In other words, ISS and Glass Lewis have real muscle, and so naturally, they’ve made some enemies in corporate America, especially, it seems, with those who don’t see eye-to-eye with them on their climate change advocacy. In 2020, upon industry complaints that there was something rotten with the PVAB “duopoly” both advising clients on how to craft successful shareholder proposals and also making voting recommendations for other clients, the S.E.C. promulgated a rule—the “Proxy Advice Rule”—which basically told PVABs that if they didn’t want to get into trouble for solicitation, they needed to disclose their conflicts and also give companies a chance to respond to their voting recommendations. Notably, this represented novel regulation at a time when Donald Trump was telling agencies in an executive order they needed to repeal two old rules for every new one. Of course, the S.E.C.’s move triggered a lawsuit from ISS alleging that the S.E.C. “lacks authority to regulate proxy advice as though it were a solicitation.”
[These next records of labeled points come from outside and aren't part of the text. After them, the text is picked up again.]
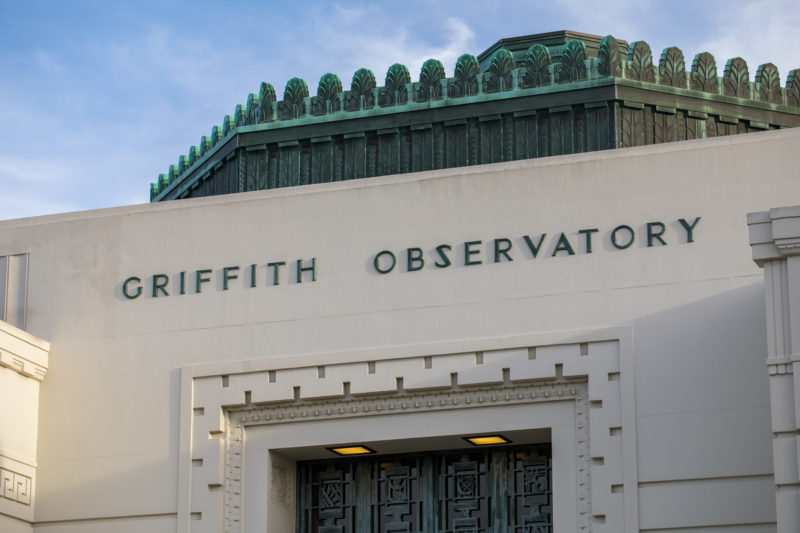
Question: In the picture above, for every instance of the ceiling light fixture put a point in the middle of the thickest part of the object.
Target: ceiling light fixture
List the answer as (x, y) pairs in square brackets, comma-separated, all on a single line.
[(486, 440), (357, 449)]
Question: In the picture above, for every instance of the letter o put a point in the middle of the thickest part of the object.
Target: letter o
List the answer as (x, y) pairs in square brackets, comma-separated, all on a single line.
[(377, 262), (614, 237), (125, 288)]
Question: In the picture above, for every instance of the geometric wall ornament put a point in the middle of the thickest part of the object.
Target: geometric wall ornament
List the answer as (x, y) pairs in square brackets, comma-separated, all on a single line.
[(577, 385)]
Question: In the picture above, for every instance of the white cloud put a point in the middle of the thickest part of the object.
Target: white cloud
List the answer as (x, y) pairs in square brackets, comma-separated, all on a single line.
[(764, 31)]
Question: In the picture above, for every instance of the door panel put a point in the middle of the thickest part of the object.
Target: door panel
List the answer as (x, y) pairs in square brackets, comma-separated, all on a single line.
[(498, 490)]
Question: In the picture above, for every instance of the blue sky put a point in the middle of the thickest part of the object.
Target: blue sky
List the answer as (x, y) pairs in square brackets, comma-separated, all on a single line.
[(97, 98)]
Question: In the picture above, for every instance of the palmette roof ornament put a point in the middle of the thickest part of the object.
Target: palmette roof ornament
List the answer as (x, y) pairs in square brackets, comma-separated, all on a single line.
[(522, 67)]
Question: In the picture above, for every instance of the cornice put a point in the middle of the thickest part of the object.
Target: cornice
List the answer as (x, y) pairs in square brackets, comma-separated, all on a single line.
[(774, 234)]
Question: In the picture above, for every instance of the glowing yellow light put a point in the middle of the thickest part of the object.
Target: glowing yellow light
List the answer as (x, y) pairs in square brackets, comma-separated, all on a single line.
[(487, 440), (351, 450)]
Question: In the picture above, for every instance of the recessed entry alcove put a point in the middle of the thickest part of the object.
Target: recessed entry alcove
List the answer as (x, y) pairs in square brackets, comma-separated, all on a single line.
[(254, 434)]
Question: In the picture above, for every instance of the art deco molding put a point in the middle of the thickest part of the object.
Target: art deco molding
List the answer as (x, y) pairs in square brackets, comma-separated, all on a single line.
[(774, 234), (220, 405), (22, 352)]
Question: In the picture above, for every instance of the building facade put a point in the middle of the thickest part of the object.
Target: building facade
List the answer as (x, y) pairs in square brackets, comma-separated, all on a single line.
[(600, 313)]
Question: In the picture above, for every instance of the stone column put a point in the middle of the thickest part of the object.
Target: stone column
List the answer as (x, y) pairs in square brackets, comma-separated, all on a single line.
[(775, 242)]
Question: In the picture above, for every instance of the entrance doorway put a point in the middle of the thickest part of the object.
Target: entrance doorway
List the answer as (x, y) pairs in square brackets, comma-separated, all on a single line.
[(503, 489)]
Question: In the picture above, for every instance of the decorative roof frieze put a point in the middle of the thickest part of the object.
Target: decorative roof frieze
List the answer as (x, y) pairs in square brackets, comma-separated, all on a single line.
[(511, 70)]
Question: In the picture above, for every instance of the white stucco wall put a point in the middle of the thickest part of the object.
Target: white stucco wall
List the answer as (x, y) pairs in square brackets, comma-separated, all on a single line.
[(110, 416)]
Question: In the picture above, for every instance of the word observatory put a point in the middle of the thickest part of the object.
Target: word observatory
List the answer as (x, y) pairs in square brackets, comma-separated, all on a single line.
[(414, 259)]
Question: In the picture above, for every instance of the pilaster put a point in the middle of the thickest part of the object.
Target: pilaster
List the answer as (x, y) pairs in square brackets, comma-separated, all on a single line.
[(23, 365), (775, 241)]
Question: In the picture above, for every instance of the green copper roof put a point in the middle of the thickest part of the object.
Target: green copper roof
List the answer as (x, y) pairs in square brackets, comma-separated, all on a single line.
[(525, 66)]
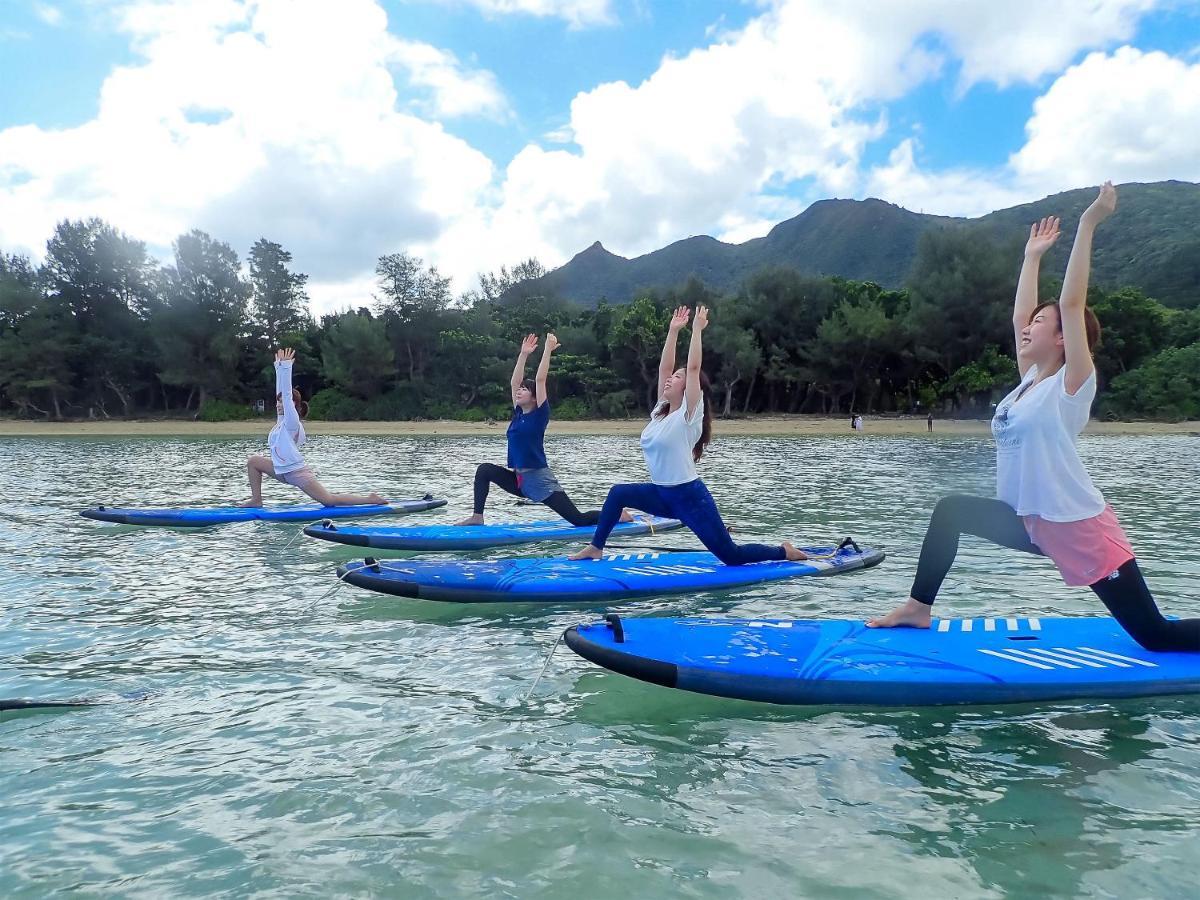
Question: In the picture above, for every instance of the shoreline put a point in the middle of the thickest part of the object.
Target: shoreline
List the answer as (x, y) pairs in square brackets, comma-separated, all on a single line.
[(755, 426)]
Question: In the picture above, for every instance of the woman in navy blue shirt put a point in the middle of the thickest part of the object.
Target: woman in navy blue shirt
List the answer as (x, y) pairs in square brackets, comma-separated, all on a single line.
[(528, 472)]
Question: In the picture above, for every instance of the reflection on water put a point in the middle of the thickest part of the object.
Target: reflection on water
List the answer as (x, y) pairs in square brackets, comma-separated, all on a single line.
[(300, 744)]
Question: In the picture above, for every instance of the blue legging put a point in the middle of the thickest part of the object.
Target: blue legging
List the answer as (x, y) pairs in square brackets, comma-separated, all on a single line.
[(691, 504)]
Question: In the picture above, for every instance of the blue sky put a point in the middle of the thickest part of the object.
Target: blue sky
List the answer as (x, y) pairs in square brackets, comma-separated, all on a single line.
[(479, 132)]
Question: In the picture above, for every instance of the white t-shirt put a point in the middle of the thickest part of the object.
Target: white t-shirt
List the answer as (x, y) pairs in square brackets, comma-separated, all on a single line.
[(1038, 471), (287, 436), (667, 444)]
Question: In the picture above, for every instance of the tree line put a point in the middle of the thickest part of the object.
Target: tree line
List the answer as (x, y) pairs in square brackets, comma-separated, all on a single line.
[(101, 329)]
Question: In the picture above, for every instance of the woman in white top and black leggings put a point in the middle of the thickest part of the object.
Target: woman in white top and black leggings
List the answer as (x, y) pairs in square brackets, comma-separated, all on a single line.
[(285, 462), (679, 430), (1045, 502)]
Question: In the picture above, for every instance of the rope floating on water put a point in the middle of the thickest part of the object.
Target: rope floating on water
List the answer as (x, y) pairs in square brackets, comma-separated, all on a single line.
[(544, 666)]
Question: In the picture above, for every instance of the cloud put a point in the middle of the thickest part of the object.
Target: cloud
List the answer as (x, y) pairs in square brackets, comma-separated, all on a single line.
[(49, 15), (577, 13), (456, 93), (953, 192), (1128, 115), (786, 105), (310, 123), (276, 118)]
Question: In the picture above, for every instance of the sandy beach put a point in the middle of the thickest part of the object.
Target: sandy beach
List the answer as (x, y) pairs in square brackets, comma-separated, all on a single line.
[(763, 426)]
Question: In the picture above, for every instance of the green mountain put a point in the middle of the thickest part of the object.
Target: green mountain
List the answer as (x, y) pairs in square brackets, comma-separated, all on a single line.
[(1151, 243)]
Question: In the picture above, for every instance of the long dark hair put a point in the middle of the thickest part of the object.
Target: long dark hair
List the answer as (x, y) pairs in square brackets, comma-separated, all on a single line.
[(298, 400), (1091, 324), (706, 431)]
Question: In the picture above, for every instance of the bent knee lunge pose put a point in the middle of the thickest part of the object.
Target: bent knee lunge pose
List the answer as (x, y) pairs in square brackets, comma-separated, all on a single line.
[(679, 429), (1047, 503), (285, 462), (528, 473)]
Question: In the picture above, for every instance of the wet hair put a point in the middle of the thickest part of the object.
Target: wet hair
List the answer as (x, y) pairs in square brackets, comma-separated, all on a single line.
[(706, 432), (301, 407), (1091, 324)]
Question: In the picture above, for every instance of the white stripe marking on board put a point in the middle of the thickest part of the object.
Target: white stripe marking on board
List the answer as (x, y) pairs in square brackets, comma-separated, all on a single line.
[(1057, 663), (1060, 657), (1017, 659), (1117, 655), (1077, 654)]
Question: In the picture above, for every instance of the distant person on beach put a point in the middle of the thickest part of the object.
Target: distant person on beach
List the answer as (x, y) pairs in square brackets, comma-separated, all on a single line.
[(672, 442), (528, 472), (285, 462), (1045, 502)]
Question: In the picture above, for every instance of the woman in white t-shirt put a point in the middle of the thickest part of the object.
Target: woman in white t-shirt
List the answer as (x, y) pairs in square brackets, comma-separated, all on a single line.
[(285, 462), (1045, 502), (679, 429)]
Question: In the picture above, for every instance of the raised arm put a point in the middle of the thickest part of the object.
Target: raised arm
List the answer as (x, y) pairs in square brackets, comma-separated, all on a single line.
[(1074, 291), (528, 346), (283, 360), (544, 367), (666, 361), (1042, 237), (693, 393)]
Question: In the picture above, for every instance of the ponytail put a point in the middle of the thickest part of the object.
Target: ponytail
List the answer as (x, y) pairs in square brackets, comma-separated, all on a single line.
[(706, 432)]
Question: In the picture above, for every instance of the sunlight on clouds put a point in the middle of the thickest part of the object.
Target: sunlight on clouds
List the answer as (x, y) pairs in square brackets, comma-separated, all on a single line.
[(1127, 117), (1131, 117), (271, 118), (47, 13), (577, 13), (310, 123)]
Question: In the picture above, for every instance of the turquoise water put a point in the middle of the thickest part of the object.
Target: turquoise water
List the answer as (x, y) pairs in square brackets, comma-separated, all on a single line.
[(295, 744)]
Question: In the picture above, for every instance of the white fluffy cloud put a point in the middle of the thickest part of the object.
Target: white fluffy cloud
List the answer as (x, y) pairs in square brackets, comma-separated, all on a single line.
[(793, 97), (310, 123), (577, 13), (47, 13), (1127, 117), (276, 118)]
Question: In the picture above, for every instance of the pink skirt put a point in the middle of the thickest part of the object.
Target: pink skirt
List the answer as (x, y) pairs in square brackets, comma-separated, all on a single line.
[(1085, 551), (297, 478)]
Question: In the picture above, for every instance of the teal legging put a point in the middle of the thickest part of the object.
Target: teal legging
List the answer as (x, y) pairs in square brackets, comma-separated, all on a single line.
[(691, 504)]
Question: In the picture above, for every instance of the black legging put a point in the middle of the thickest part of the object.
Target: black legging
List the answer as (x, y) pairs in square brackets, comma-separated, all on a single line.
[(1125, 593), (489, 474)]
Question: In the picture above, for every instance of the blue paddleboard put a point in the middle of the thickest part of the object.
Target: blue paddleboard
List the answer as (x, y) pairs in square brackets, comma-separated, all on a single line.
[(618, 576), (199, 517), (449, 537), (840, 661)]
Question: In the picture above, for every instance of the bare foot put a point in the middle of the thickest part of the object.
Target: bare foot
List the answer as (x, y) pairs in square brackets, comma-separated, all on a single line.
[(793, 555), (912, 613)]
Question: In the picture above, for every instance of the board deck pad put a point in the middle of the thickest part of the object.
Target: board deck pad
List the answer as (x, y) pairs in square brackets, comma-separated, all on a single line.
[(807, 661), (450, 537), (201, 517), (618, 576)]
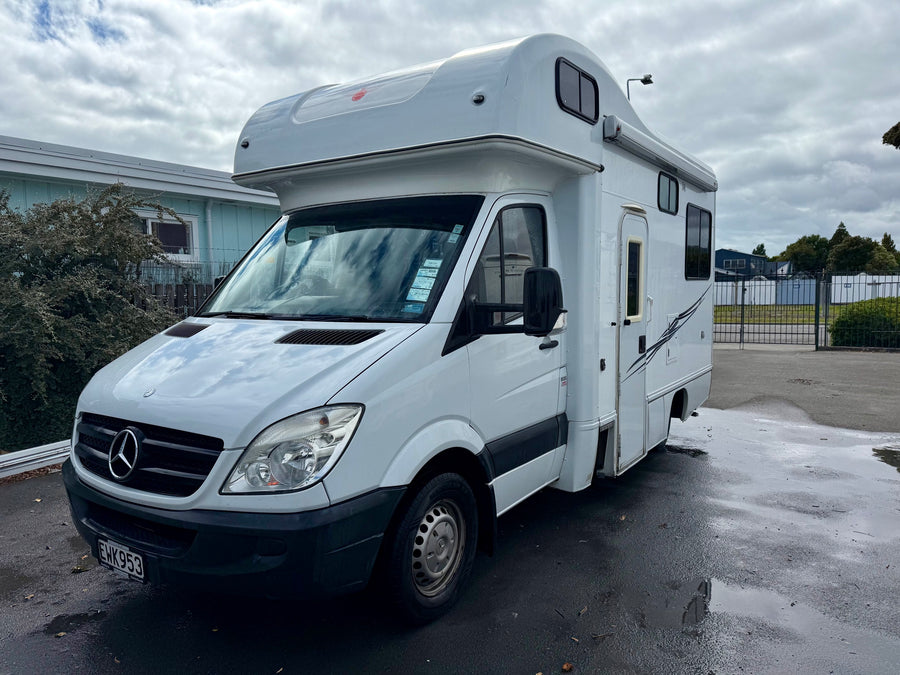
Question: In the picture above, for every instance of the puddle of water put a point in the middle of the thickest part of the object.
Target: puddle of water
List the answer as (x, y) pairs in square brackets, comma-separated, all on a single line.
[(694, 601), (66, 623), (889, 454), (685, 450)]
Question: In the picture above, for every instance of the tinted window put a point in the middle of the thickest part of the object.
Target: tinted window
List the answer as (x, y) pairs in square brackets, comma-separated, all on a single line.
[(516, 242), (576, 91), (633, 277), (697, 246), (569, 86), (667, 194)]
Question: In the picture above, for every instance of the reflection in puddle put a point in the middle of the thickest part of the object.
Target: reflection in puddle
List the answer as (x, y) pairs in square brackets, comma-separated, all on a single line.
[(889, 454), (712, 596), (67, 623), (684, 450), (698, 607)]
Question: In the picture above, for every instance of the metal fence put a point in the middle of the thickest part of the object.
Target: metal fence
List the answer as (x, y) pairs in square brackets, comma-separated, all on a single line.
[(855, 310), (183, 286)]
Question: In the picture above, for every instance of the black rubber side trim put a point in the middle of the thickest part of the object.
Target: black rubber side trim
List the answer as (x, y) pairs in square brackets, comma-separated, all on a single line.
[(516, 449)]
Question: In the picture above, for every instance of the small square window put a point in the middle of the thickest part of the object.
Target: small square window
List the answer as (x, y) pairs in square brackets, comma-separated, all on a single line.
[(175, 237), (576, 92), (667, 193)]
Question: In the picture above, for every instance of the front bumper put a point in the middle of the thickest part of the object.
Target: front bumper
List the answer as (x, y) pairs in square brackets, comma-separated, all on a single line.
[(330, 550)]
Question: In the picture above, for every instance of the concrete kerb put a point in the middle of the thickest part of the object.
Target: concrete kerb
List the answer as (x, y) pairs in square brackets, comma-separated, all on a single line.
[(21, 461)]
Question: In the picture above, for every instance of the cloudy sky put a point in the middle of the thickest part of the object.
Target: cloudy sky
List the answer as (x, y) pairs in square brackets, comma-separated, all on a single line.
[(786, 100)]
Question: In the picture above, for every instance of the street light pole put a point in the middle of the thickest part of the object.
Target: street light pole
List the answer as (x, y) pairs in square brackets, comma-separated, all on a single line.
[(646, 79)]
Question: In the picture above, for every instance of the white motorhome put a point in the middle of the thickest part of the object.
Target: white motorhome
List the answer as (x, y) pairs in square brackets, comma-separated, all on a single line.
[(490, 278)]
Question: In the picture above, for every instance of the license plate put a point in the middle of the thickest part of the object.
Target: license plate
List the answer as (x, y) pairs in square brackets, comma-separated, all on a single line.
[(121, 558)]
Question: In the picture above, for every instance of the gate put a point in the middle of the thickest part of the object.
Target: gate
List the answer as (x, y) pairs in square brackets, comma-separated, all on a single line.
[(855, 310)]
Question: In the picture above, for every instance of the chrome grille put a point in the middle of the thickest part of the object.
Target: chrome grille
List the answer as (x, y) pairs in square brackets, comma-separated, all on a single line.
[(171, 462)]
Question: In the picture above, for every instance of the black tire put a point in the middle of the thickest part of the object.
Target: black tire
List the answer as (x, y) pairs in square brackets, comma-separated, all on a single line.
[(431, 552)]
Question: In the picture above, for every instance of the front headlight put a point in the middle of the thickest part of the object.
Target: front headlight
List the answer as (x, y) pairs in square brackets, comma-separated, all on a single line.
[(295, 452)]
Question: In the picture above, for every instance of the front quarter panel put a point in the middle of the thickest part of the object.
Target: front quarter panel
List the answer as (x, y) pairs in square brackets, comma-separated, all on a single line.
[(417, 403)]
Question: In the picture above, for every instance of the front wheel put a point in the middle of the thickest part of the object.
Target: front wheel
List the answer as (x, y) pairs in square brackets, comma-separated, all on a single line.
[(433, 549)]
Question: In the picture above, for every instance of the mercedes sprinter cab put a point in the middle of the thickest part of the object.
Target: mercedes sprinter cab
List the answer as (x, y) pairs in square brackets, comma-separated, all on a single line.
[(490, 277)]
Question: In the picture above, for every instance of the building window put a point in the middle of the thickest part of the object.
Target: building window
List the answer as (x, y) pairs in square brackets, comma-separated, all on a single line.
[(178, 239), (667, 193), (698, 242), (576, 91), (516, 242)]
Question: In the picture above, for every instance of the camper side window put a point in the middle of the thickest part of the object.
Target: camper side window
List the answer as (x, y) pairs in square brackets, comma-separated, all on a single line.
[(516, 242), (698, 242), (667, 193)]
Then came the election of Joe Biden, who nominated Gensler to lead the S.E.C. Within months of his confirmation, Gensler started backtracking on the Proxy Advise Rule until finally, in July, he announced a different direction in the interest of “shareholder democracy.” He cited the necessity of protecting the “timeliness and independence of proxy voting advice,” which, translated from the corporate lexicon, means he wasn’t about to let those polluting companies gum up the works of needed change on the environmental and social fronts.

For those surmising this brought lawsuits too, correctamundo. The National Association of Manufacturing and Natural Gas Services Group sued in Texas federal court, and the U.S. Chamber of Commerce sued in Tennessee federal court. Both suits attracted amicus briefs where lots of high-priced lawyers—even Democratic ones like Barack Obama’s former Solicitor General Donald Verrilli—recently got the chance to argue that canceling the prior administration’s rules without a meaningful notice and comment period wasn’t permissible.

On Sept. 28, U.S. District Court judge David Counts gave manufacturers and gas producers a win. In his summary judgment decision (read here), the Texas judge wrote, “Coincidence is just a messenger sent by truth. Yet [the S.E.C.] expects this Court to accept this case’s coincidences and turn a blind eye to the rest. The Court will not do so. [The S.E.C.’s] conduct achieved its end—a subtle wink to an industry with only two major players that the S.E.C. would not enforce the Proxy Advice Rule’s compliance deadline. But the means to that end were unlawful.”

Boardroom Politics 

The impact of that order, two weeks ago, is momentarily unclear. But there really is no slowing down the speeding train of shareholder proposals. In an added wrinkle that reflects our political age, now conservatives are also jumping on board, pushing their own slate with an anti-E.S.G. focus. One example came this May from the Free Enterprise Institute, which demanded that Comcast issue a report detailing the risks of not including “viewpoint” and “ideology” in its equal employment opportunity policies. “Comcast owns MSNBC, about the least ideologically diverse entity on earth, other than any faculty lounge,” commented F.E.I. director Scott Shepard at the time. The proposal earned only 1.4 percent shareholder support, but conservatives are preparing more proxy wars regardless. Union-busting proposals, for instance, are ahead for Starbucks, Apple, Amazon, and Tesla.

Those might not stand much of a chance either, given the resistance from image-conscious boards, giant municipal pension funds in liberal states, and the almighty PVABs. Which is why Leonard Leo, the longtime leader of the Federalist Society who successfully pushed courts rightward through judicial appointments and helped overturn Roe v. Wade, has made “woke capitalism” his next big project. According to a story this past week in The New York Times, Leo is now advising organizations on anti-E.S.G. campaigns including pushing Republican state treasurers to assert their own power of the purse.

What this all adds up to is the prospect that corporations themselves become an electoral battleground. Those culture wars may be presently having their moment in the classroom. Up next comes the boardroom.